Сама по себе смерть, должно быть, приятна — приходит конец боли и шоку. Пуля, разрывающая твои легкие, нож, перерезающий глотку, металлический прут, размозживший тебе голову, — не спорю, приятного тут мало. Но боль — это часть жизни, тело, чтобы чувствовать боль, должно жить. Взять, к примеру, великомученика Джорджа: интересно, исчезнет ли боль, когда жизнь уйдет из его тела, испытает ли он, чувствуя приближение смерти, блаженное чувство свободы и облегчения, радость завершения пути и трансформации, радость освобождения от тяжкого груза бытия? Забудем про эсхатологический цирк мистера Христа; непременно должен настать счастливый момент обретения полного покоя, возвращения домой, момент, когда мгла рассеивается, как пороховой дым, и наконец-то все обращается в ничто.
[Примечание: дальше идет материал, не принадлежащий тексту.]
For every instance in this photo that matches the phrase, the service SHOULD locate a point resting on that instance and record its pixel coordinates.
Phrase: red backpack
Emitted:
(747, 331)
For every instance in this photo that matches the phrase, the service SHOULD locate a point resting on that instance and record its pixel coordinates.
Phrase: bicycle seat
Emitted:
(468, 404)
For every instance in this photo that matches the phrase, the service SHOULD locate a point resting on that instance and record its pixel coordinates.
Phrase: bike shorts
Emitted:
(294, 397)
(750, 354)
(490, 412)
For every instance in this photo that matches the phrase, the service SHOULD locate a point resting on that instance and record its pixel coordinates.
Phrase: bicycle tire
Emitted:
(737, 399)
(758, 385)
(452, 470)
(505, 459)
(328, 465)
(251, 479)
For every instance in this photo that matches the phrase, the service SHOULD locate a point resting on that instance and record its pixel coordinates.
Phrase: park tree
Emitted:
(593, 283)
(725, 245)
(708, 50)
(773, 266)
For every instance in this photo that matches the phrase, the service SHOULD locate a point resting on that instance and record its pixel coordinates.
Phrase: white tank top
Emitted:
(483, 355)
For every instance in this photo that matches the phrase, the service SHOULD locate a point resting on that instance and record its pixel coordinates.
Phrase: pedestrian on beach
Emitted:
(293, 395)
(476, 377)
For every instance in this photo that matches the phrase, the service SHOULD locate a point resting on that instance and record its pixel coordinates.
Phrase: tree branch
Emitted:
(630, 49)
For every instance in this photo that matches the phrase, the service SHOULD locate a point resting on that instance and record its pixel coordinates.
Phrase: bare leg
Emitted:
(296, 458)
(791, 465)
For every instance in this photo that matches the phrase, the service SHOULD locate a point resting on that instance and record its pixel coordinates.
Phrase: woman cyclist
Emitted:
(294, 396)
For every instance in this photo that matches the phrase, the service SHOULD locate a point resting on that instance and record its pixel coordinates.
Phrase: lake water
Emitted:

Пожалуй, как раз этого мистер Христос Лазаря и лишил. Возможно, Лазарь был не прочь умереть — все закончилось, он дома. Быть может, мистер Христос хотел покуражиться с целью подмять под себя — в переносном смысле, конечно, — сестер Лазаря; быть может, хотел показать, что он не только повелитель жизни, но и повелитель смерти. Так или иначе, он не пожелал оставить Лазаря в покое. После того как Лазаря сдернули с мягкого ложа вечности, он отправился в бесконечное странствие, вечный бездомный, вечно боящийся уснуть, мечтающий забыться сном. Черт возьми, как же мне все это отвратительно! С Ророй, впрочем, я своими мыслями делиться не стал. Вместо этого сказал:

— Молдавия — удивительная страна. Когда она еще входила в состав СССР, то производила вино, которое продавалось во всех уголках Отчизны-Матери. У них огромное количество винных подвалов — бесконечные туннели. Но теперь их вино и шампанское некому продавать. Я кое-что почитал перед поездкой: в некоторых районах для отопления жилищ используют навоз, поскольку Россия перекрыла им доступ к углю и газу. Все стремятся отсюда сбежать; четверть населения страны где-то болтается. Остальные ломают головы над тем, как бы превратить вино в бензин.

— Знаешь историю про молдавскую национальную сборную по подводному хоккею? — спросил Рора.

— Что за фигня? Какой еще подводный хоккей?